Le Sénat, représentant les territoires, est donc mis de côté par la pratique. Ne parlons pas du CESE, qui représente pour sa part les forces économiques du pays, et qui aurait tout intérêt à être transformé en chambre législative à part entière voire à être fusionné avec le Sénat pour devenir une véritable Chambre des Lords à la Française à la manière de la proposition gaullienne de 1969.
Il n’en est rien. S’il est reconnu constitutionnellement comme une troisième assemblée, il ne s’agit que d’une simple agence publique consultative.
Autant d’exemples qui, sans être évidemment exhaustifs, en disent long sur la concentration des pouvoirs en France.
Or, plus les pouvoirs dans une société sont éclatés et plus la liberté et la justice y sont présentes.
Une fonction de représentation
Les défenseurs de la liberté le savent : le fait que l’État se mêle de la vie des gens est une aberration. Tel est d’autant plus le cas pour la fonction suprême.
Dans une démocratie normale, aucun candidat à l’élection présidentielle ne devrait avoir de programme. Cela devrait être réservé aux élections législatives, où se joue la fonction de gouvernance.

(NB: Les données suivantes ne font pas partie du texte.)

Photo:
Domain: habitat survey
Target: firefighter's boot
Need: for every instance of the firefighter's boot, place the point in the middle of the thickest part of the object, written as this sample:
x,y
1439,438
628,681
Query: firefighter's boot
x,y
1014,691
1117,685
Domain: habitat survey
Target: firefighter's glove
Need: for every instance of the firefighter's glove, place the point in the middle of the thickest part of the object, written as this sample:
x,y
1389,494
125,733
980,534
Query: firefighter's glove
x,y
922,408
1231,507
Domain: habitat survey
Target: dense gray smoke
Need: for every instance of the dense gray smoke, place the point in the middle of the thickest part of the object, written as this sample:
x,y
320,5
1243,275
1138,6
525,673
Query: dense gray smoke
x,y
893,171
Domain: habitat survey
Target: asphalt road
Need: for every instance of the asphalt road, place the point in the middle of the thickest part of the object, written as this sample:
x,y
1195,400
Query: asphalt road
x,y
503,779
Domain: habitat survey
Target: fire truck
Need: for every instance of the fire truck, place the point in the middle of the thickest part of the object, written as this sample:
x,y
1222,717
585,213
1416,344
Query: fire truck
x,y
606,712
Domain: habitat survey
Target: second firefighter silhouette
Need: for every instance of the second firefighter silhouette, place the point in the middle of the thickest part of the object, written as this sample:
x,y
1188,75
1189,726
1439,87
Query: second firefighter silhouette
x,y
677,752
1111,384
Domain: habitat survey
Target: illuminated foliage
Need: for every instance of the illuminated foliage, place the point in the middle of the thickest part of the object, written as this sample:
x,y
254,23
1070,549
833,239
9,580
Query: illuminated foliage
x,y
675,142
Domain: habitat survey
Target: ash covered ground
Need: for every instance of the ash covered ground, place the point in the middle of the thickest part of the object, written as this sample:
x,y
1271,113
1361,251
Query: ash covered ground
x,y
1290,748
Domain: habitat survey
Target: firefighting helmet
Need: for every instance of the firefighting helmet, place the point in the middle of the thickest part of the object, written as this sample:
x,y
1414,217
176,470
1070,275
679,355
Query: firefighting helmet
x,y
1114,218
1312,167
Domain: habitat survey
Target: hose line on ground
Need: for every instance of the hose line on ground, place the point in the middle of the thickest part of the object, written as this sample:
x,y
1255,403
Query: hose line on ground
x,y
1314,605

Dans les régimes parlementaires, le gouvernement dépend des députés, le chef de l’État se limitant à nommer ses membres.
Et ce domaine présidentiel doit d’autant plus exclure la question judiciaire, relevant dans la théorie démocratique d’un pouvoir à part entière
Il s’agit donc de refaire de la fonction présidentielle une simple fonction d’incarnation interrogeant la place de la France dans l’Histoire.
La justice n’a donc pas besoin de clopinettes. Elle a besoin d’indépendance.